As the forth biggest component of the CPI it says the D&L has at times dramatically skewed its outcome.

"For example, the D&L rose 16 per cent over the year to September 2008, adding almost three quarters of a percentage point to CPI inflation," it says. "More recently it fell 15 per cent over 2009, subtracting three quarters of a percentage point."

Enhancing the Bank's frustration at the CPI it has found that the D&L usually moves up whenever it increases interest rates, putting further upward pressure on the CPI and adding to the apparent pressure for it to increase rates further.

It wants the D&L reassessed or "removed from the CPI, or at least the interest margins component removed".

It also wants the CPI seasonally adjusted, pointing to obvious seasonal patterns including an apparent jump in education prices at the start of each year and an apparent drop in pharmaceutical prices at the end of each year associated with the workings of the Pharmaceutical Benefits Scheme.

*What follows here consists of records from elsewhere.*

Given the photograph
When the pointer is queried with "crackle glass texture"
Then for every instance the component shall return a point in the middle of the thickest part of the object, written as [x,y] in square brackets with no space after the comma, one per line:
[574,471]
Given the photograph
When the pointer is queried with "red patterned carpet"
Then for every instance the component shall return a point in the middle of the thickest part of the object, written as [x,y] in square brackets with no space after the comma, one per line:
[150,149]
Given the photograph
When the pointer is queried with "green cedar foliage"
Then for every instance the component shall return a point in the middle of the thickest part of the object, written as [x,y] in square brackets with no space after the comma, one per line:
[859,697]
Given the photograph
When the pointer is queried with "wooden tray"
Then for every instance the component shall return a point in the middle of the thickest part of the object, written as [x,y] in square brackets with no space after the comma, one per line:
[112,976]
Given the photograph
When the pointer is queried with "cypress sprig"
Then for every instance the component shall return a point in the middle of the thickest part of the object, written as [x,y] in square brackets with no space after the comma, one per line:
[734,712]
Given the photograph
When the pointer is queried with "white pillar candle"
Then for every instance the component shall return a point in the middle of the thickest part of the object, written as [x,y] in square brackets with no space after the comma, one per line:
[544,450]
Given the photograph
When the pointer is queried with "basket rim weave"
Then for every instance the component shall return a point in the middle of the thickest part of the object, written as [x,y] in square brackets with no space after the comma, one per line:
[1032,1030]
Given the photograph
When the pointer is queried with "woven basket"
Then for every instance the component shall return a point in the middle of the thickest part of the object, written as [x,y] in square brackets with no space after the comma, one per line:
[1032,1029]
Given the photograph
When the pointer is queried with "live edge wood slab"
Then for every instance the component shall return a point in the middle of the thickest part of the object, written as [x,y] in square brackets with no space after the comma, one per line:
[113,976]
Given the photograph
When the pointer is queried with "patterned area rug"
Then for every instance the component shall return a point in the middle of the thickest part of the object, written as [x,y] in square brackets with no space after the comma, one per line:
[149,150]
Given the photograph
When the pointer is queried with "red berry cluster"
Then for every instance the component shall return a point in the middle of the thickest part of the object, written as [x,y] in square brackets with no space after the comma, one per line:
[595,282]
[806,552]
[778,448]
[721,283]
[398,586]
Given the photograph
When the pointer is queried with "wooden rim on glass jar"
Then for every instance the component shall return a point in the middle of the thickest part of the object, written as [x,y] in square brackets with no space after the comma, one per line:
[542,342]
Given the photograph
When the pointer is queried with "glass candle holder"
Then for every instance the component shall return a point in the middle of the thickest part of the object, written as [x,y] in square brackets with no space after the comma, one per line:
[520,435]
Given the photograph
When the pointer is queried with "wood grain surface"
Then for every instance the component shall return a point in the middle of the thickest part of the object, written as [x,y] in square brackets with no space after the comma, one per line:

The Bank is also frustrated by how rarely the basket of goods measured in the CPI is updated, saying the ABS now only updates its assessment of spending patterns every six years, "significantly less frequently than other advanced economies".

The submission includes a graph showing that the official view of how much Australians spend on computing and audiovisual equipment is always seriously out of whack by the time it is adjusted.

It says if the ABS won't survey spending patterns more frequently it could at least use scanner data from shops to make adjustments as it says do other countries.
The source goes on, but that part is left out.